Die Rechner, die wir alltäglich nutzen, basieren auf kleinsten elektronischen Schaltkreisen, die mit Hilfe von Transistoren elektrische Impulse (Bits) weiterleiten. Diese Technik wurde erstmals vor fast 80 Jahren (1941) eingeführt und stösst immer häufiger an ihre Grenzen. Was damals begann, wurde nicht verändert, sondern lediglich immer weiter verkleinert (Miniaturisierung).

Das Problem: Kleiner geht’s nicht

Die Transistoren sind heutzutage nur noch so klein (10 Nanometer), dass 18 Milliarden von ihnen auf einen Mikrochip mit 2×2 cm Fläche passen. Damit wurde allerdings die physikalische Grenze der Miniaturisierung erreicht. Mit einer Grösse von nur zehn Nanometern kann der Transistor schlichtweg nicht weiter verkleinert werden. Hier kommt die Quantenphysik ins Spiel.

Der quantenmechanische Effekt

Bei Transistoren, die so klein sind, dass sie nur noch wenige Atome enthalten, tritt der sogenannte Tunneleffekt auf: Die Elektronen schaffen es, wie durch Geisterhand, die physische Barriere zu überwinden und den geschlossenen Transistor zu passieren. Dieser Effekt, der die klassische Computertechnik ausser Kraft setzt, wird auch als Quantenmechanischer Effekt bezeichnet.

Das Qubit vervielfacht die Rechengeschwindigkeit

Genau diesen machen sich Wissenschaftler nun zu Nutze. Anstatt von Bits ist die kleinste Informationseinheit der Quantencomputer das Qubit. Wo das Bit bisher nur eine Rechnung auf einmal zugelassen hat, erlaubt der Aufbau des Qubits nun die parallele Berechnung von mehreren Operationen auf einmal (Superposition). Ausserdem kann der Zustand von zwei miteinander verschränkten Qubits (Verschränkung) über eine Entfernung von Lichtjahren ohne Verzögerung bemessen werden. Das ermöglicht eine bisher ungekannte Schnelligkeit an Rechenleistung. Zur Verdeutlichung: laut einem Artikel in der Fachzeitschrift Nature vom Oktober 2019 habe Googles Quantenprozessor Sycamore für eine komplexe Berechnung etwa 3 Minuten gebraucht, während der modernste, herkömmliche Prozessor etwa 10.000 Jahre dafür bräuchte. 

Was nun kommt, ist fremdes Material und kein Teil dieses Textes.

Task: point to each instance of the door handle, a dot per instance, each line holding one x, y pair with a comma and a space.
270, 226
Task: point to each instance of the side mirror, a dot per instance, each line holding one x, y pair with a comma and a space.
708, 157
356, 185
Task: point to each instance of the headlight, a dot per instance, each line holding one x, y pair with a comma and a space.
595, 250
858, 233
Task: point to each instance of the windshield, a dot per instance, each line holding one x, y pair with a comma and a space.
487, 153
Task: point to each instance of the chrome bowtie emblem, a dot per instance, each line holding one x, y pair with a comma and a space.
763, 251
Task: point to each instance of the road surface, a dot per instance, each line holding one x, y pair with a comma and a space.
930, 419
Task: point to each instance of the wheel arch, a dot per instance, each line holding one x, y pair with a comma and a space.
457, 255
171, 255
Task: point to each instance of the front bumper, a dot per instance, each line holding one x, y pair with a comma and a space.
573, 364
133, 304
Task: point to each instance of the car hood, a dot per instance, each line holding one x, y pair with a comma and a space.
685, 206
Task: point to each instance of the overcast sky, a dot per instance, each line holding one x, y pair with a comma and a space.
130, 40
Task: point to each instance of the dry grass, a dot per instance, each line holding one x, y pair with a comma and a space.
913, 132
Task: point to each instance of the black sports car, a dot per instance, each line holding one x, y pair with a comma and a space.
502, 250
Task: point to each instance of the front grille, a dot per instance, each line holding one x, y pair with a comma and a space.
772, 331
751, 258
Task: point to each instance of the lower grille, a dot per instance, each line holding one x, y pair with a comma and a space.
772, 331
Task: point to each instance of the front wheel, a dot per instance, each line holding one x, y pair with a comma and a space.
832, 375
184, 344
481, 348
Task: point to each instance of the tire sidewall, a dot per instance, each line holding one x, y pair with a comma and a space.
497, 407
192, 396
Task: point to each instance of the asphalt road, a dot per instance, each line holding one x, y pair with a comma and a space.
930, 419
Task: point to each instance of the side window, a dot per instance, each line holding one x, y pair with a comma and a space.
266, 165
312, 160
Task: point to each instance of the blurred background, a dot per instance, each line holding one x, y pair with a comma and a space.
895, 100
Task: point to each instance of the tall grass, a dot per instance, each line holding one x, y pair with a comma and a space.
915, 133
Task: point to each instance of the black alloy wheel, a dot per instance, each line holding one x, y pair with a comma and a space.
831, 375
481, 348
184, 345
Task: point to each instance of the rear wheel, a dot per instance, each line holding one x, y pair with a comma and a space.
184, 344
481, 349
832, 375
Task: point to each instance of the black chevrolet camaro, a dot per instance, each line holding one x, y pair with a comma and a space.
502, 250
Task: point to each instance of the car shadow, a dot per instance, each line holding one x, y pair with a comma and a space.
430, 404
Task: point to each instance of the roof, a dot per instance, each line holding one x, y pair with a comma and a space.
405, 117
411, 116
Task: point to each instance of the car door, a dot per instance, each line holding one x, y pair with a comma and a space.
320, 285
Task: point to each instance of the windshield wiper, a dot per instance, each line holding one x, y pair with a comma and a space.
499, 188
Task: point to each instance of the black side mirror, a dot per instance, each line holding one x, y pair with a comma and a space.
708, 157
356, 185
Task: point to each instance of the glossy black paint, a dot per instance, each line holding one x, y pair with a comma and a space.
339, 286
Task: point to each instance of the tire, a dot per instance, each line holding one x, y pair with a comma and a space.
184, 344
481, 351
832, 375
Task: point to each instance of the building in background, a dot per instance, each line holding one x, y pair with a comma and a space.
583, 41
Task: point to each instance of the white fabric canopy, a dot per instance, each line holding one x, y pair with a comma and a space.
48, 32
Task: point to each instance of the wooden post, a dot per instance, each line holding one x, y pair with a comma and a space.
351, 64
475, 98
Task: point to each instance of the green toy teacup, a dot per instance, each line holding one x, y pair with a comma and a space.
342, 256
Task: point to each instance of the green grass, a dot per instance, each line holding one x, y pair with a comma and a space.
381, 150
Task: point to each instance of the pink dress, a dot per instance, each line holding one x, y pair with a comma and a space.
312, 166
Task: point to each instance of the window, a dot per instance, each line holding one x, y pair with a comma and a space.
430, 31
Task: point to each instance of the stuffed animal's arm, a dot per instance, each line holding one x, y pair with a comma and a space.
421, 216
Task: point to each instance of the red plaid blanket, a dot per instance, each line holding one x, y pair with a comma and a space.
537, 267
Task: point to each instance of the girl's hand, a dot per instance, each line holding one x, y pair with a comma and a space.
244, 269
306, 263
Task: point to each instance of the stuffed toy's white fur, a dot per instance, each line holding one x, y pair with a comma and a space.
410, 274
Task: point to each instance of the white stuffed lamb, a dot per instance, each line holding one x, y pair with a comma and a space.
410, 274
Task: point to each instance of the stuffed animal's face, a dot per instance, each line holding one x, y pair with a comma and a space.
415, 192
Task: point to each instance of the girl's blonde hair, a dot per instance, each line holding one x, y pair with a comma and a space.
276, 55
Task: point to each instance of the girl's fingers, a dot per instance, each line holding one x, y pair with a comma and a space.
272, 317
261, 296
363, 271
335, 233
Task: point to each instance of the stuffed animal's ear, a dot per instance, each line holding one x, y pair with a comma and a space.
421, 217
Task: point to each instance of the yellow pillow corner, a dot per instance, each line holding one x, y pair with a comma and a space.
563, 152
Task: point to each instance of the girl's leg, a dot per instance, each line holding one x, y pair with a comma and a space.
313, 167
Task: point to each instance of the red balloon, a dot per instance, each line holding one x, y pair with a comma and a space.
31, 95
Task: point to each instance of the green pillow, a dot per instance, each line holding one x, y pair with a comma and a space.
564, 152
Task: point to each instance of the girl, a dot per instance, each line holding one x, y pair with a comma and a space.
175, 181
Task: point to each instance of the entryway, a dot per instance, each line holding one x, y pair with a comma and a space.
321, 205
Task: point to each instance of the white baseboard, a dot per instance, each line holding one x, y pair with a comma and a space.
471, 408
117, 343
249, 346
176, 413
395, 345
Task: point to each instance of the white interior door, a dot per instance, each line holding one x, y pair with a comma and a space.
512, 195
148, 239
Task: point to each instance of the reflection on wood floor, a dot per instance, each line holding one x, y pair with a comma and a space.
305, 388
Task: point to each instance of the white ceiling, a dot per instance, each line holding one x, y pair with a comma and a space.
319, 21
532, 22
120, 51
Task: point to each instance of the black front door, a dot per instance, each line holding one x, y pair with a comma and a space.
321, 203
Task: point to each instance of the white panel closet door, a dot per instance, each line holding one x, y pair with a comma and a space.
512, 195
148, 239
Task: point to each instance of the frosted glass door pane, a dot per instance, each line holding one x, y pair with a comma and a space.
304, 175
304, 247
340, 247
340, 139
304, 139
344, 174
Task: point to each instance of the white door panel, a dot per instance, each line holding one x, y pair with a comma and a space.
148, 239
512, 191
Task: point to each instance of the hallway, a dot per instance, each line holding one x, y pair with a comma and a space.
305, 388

Zukunftsausblick: Anwendungsbereiche für Quantencomputer

Quantencomputer können grundlegende Probleme der Informatik lösen, wie z.B. das Durchsuchen extrem grosser Datenbanken und komplexe Berechnungen, bzw. informationstechnische Prozesse. Quantencomputer haben darüber hinaus die Möglichkeit, so viele weitere Aspekte unseres Lebens zu beeinflussen: Unsere Sicherheit, Gesundheitsfürsorge und die Nutzung des Internets. Die Ausmasse der Neuerungen sind für das menschliche Gehirn fast unvorstellbar. Ein Beispiel: Die Pharmawissenschaft könnte mit Hilfe des Quantencomputers extrem komplexe physikalische Prozesse von Teilchen simulieren und so Heilmethoden entwickeln, die bisher unvorstellbar waren.

Bis zu einem Einsatz der Quantencomputer im täglichen Leben ist es noch ein weiter Weg, aber der erste Durchbruch ist nach etwa zehn Jahren Forschung mit dem Rechner von IBM bereits gelungen. Viele grosse Computerfirmen sind an der Entwicklung von Quantencomputern und deren Technologie beteiligt, so Google, Microsoft, Intel und Startups wie Rigetti in San Francisco.

Wir dürfen auf die zukünftigen Entwicklungen gespannt sein.